Rachna Chhabria said...

A different poem from your usual ones, Dave. Its good and threw up a lot of images in my mind.

haricot said...

Code is interesting tool to communicate only between those who know it. You seem to know variety of code to interact with nature.

ds said...

Wow. So much for innocent children playing on the sidewalk--the ending socked me right in the gut. So well done.
Also thought of a squirrel I watched the other day, a wad of twigs and leaves in its mouth, running up a tree to its nest. Where it disappeared. Must have been roofing...
Powerful stuff, sir. Thank you.

Lolamouse said...

Fascinating poem, Dave. I've always been interested in children's drawings, as I worked as a psychologist for many years. They are seldom what we think they are!

Maude Lynn said...

I found this fascinating!

Windsmoke. said...

No matter how you communicate as long as you communicate :-).

Gerry Snape said...

great insight! I came down one morning this week at my daughter's to find " a shop" in progress on the lounge floor with many and varied goods for sale....plastic fruit, cardboard money and lots more. Neither of the "shopkeepers" wanted money ...just that you took part and communicated! fun.

Brian Miller said...

ha love to see inside the mind of children at play in their art...my son drew his thanksgiving pic of a large turkey in a colorful cloud...what was it...where the skunk had sprayed it...go figure...smiles.

Dave King said...

The Unknowngnome
Ah, confound it. Didin't give it a thought. But you're right, the code's more fragile than the chalk!

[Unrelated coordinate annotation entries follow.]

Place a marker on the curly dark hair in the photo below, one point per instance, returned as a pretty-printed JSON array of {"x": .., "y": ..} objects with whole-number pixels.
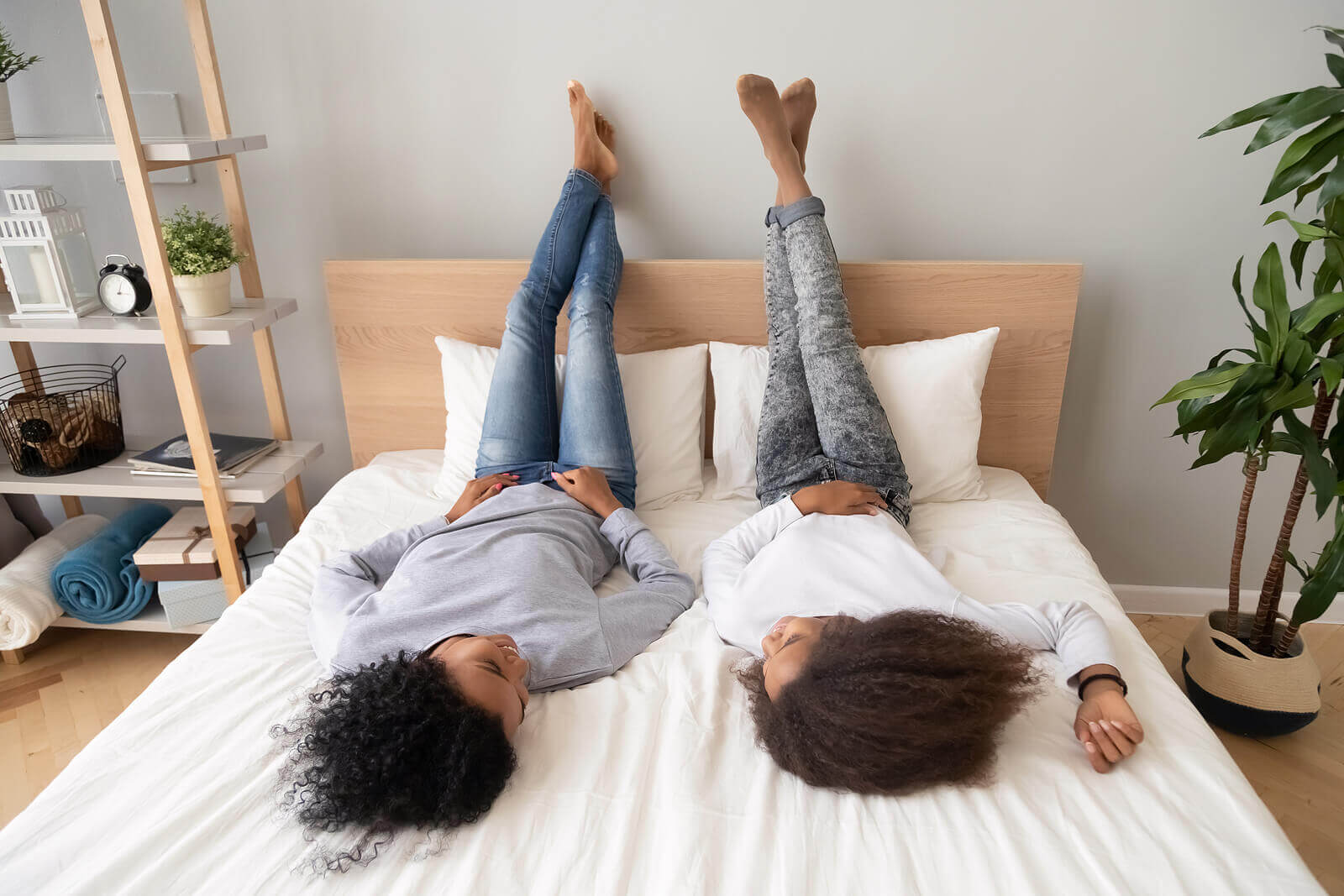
[
  {"x": 393, "y": 745},
  {"x": 894, "y": 705}
]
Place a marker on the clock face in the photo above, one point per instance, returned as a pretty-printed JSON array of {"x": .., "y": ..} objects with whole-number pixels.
[{"x": 118, "y": 293}]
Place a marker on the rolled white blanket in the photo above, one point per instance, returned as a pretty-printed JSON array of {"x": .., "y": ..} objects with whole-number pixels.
[{"x": 27, "y": 605}]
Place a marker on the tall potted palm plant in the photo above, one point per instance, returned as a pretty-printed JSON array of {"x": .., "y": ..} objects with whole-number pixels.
[{"x": 1253, "y": 672}]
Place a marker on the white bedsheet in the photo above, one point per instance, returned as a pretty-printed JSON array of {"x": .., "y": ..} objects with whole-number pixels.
[{"x": 648, "y": 782}]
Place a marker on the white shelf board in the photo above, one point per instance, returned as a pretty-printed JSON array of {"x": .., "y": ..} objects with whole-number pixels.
[
  {"x": 152, "y": 618},
  {"x": 104, "y": 327},
  {"x": 100, "y": 148},
  {"x": 114, "y": 479}
]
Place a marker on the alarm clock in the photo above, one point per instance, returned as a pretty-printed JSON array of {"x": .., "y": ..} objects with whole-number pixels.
[{"x": 123, "y": 289}]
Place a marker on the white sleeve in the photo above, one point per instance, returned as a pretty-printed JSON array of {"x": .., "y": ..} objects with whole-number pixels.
[
  {"x": 730, "y": 553},
  {"x": 1073, "y": 631}
]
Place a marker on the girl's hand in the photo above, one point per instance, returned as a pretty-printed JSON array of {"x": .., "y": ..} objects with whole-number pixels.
[
  {"x": 588, "y": 485},
  {"x": 477, "y": 490},
  {"x": 839, "y": 499},
  {"x": 1106, "y": 726}
]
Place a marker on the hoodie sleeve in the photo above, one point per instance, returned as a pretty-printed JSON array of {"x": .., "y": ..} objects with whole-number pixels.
[
  {"x": 635, "y": 618},
  {"x": 1073, "y": 631}
]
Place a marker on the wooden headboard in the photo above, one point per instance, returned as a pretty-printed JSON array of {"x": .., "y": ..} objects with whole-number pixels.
[{"x": 386, "y": 313}]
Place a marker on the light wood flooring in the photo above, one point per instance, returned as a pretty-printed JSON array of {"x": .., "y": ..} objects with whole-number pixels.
[{"x": 77, "y": 681}]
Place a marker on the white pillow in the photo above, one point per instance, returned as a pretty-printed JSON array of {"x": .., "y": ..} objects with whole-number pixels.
[
  {"x": 931, "y": 391},
  {"x": 664, "y": 402}
]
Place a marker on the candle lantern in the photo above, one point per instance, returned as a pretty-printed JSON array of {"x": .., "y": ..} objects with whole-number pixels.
[{"x": 49, "y": 268}]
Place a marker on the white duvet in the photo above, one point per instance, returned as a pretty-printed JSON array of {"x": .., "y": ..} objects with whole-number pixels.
[{"x": 648, "y": 782}]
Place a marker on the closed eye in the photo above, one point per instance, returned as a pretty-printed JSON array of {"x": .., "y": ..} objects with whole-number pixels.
[{"x": 792, "y": 638}]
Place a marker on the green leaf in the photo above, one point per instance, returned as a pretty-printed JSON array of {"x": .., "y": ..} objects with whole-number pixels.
[
  {"x": 1214, "y": 382},
  {"x": 1296, "y": 257},
  {"x": 1187, "y": 410},
  {"x": 1332, "y": 187},
  {"x": 1310, "y": 315},
  {"x": 1334, "y": 258},
  {"x": 1310, "y": 233},
  {"x": 1308, "y": 107},
  {"x": 1327, "y": 277},
  {"x": 1331, "y": 371},
  {"x": 1335, "y": 63},
  {"x": 1308, "y": 187},
  {"x": 1299, "y": 149},
  {"x": 1238, "y": 436},
  {"x": 1292, "y": 560},
  {"x": 1283, "y": 443},
  {"x": 1288, "y": 396},
  {"x": 1334, "y": 35},
  {"x": 1296, "y": 175},
  {"x": 1213, "y": 416},
  {"x": 1252, "y": 113},
  {"x": 1270, "y": 296},
  {"x": 1324, "y": 584}
]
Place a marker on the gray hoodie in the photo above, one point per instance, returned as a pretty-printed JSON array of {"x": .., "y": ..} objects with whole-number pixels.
[{"x": 523, "y": 563}]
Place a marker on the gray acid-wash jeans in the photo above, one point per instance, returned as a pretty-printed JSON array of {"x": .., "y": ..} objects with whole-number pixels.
[{"x": 822, "y": 418}]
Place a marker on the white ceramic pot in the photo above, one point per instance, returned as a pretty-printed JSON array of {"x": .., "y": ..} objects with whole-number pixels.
[
  {"x": 6, "y": 118},
  {"x": 203, "y": 295}
]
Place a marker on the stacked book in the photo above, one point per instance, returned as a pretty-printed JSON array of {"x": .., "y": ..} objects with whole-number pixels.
[
  {"x": 181, "y": 559},
  {"x": 233, "y": 456}
]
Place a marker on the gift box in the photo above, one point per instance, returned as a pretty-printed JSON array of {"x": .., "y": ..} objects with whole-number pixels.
[
  {"x": 188, "y": 602},
  {"x": 183, "y": 551}
]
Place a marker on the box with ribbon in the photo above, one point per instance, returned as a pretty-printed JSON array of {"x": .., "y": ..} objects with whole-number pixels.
[{"x": 183, "y": 550}]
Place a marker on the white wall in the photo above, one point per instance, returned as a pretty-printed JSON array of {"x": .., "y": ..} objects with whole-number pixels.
[{"x": 1047, "y": 129}]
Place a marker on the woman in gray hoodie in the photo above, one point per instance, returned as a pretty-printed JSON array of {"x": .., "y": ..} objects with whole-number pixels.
[{"x": 436, "y": 636}]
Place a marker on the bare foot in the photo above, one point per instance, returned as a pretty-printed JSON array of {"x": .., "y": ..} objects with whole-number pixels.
[
  {"x": 764, "y": 109},
  {"x": 591, "y": 152},
  {"x": 800, "y": 102}
]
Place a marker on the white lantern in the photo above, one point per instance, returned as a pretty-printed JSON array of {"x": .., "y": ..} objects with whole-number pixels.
[{"x": 49, "y": 268}]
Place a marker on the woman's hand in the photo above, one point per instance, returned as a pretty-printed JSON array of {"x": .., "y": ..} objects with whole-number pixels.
[
  {"x": 588, "y": 485},
  {"x": 839, "y": 499},
  {"x": 1106, "y": 726},
  {"x": 477, "y": 490}
]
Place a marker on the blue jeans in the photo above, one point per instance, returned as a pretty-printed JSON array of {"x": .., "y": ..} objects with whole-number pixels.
[
  {"x": 820, "y": 418},
  {"x": 524, "y": 430}
]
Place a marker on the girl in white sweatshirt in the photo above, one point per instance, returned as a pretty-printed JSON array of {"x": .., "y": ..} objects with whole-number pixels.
[{"x": 873, "y": 672}]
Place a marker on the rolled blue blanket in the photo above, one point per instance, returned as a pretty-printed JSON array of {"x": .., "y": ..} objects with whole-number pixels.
[{"x": 98, "y": 582}]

HI. Good to have you back again. Or maybe you've been back a while. I've had such problems with the broadband for the last 3 days or so: some web pages only showing their right hand sides, others not opening at all. Started somewhere around mid-day on News Year's day.
Still, it's ok now, so to other things.

I thought you were going to say that it's only as we get older and start to lose it that we realise...
I do agree with you about Helen Keller. I had a spell working in Adult Education (night classes for literature and reading) and I had a lad there who came because he had never learned to read, but was a delivery van driver. He had designed his own system of writing. He would pick up his parcels, ask where they were for, and write down the address in his own characters. He had a local map on which he'd re-written the names. He learned to read quite quickly. It turned out that he had an IQ far in excess of what was required for basic literacy.

Thanks for this. Yes, of course, you are quite right. I come to my interest in language from several different angles: from teaching special needs children and illiterate adults, from an interest in literature and a fascination with the neurological side - about which I would have liked to kno w more.

Sorry it threw you. The "interpretations" (if I can call them that) of the images are, of course, mine. I might be light years away from what was intended by their authors.

Thank you for this. Good to know how folk find my efforts.

Interesting thought... not sure if you are correct where I am concerned, but it's definitely a thought-provoking idea. Thanks.

Many thanks for this. I should repeat the proviso I gave above, I think. (To Tabor)

No, absolutely they are not. As I've hinted above (Tabor), this was simply meant as a piece of art. I wouldn't like it to be viewed as though it is some sort of academic study! Thanks for your comment. Much appreciated.

Mama Zen
That's very encouraging, as I found the original "drawing" fascinating. Thank you.

But the means changes the message.

Fascinating anecdote. Thank you for it. Fun indeed - plus, as you say, insight!

Oh, that's tremendous! I really dig that! Thanks Brian.

Ygraine said...

Here is communication at it's very best! We so often think of interacting only with our own kind and this poem has effectively shattered that illusion forever.
Brilliant piece of work :)

Mary said...

Sorry I am late here. Life got in the way. I will just 'ditto' the Unknown Gnome. Quite a poem.

Dave King said...

Apologies to both for not picking up on these.

Ah, if only...
I think you do me too much honour, but I thank you for the thought.

Yeah, Life gets tedious at times, don't it? Or were you just livin it up? I do hope so. Thanks for the comment.